Dealing with ‘food bullying’ (Editorial)

by | Nov 8, 2019

Given its essential nature to sustaining life, emotion and food are tightly intertwined.
Whether it’s the turkey at Thanksgiving, the ham at Christmas or the burger on the Fourth of July, food is part of our most treasured occasions.
But the carving knife cuts both ways, of course. Food gets abused and wasted, people are shamed for their food choices, farmers are demonized for how they grow it and the same for companies in how they process and package it.
Food marketers seize any opportunity to connect with consumers, promising theirs is just like Mom used to make or somehow framing the product as the right choice for health, social or other reasons.
Preying on consumer’s fears has become a form of bullying, according to author Michele Payn, who’s new book, Food Bullying: How to Avoid Buying B.S., released on Nov. 5, takes a deep dive into how food is used as a weapon to serve other motives.
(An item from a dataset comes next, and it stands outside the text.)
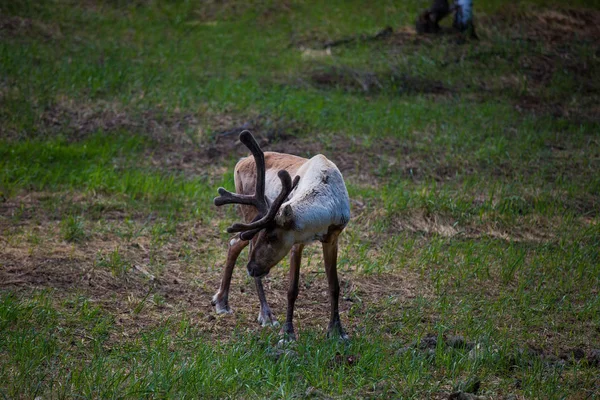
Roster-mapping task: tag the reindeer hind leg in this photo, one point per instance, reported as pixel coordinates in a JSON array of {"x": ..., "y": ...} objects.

It can be overt; activists protesting at a farm entrance, verbal intimidation or vandalism. It’s also subtle when food companies bring in morality and guilt.
Food has become a battleground where marketing labels and misinformation is used to bully people around their eating choices, Payn says. The new book breaks down so-called neuromarketing tactics and misleading food labels used to generate food sales. It also lays out tools to battle back, including a six-step action plan for consumers to overcome food bullying and relieve guilt.
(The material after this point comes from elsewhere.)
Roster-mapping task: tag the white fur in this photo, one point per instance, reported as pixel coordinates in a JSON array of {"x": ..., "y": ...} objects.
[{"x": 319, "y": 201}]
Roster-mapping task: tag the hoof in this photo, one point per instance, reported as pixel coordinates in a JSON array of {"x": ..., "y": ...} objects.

“Something that should be one of the simple joys in life, nurturing ourselves and our families with food, has gotten so complicated — caught up in mistrust that is made worse by meaningless labels,” said Zippy Duvall, American Farm Bureau Federation president in promoting the book. “Consumers just want to make the right choices, but they are too often confessed and manipulated. The solution is facts, and that that’s what Michele Payn serves up in her latest book.”
Just like agriculture has no one right way to farm, there’s no one right way to eat. Numerous factors play into a family’s food choices and fear or guilt should not be on the list.
As the food industry continues to grow and change, companies will scrap for any edge that will get you to put their box into your shopping cart or walk into their restaurant. Organizations will use whatever they can to further their agenda, because the more people they can convince, the more powerful a voice they have in shaping public opinion and policy.
As Duvall says, the shopper and farmer’s best weapon in the fight is to arm themselves with facts, call out the bogus claims for what they are and add a healthy dose of common sense.
Emotional connections will and should continue as well. It’s what keeps us alive and the forms the foundation of society.
The connection can be what brings people together to reach and understanding or fracture the relationship further, pushing us farther apart.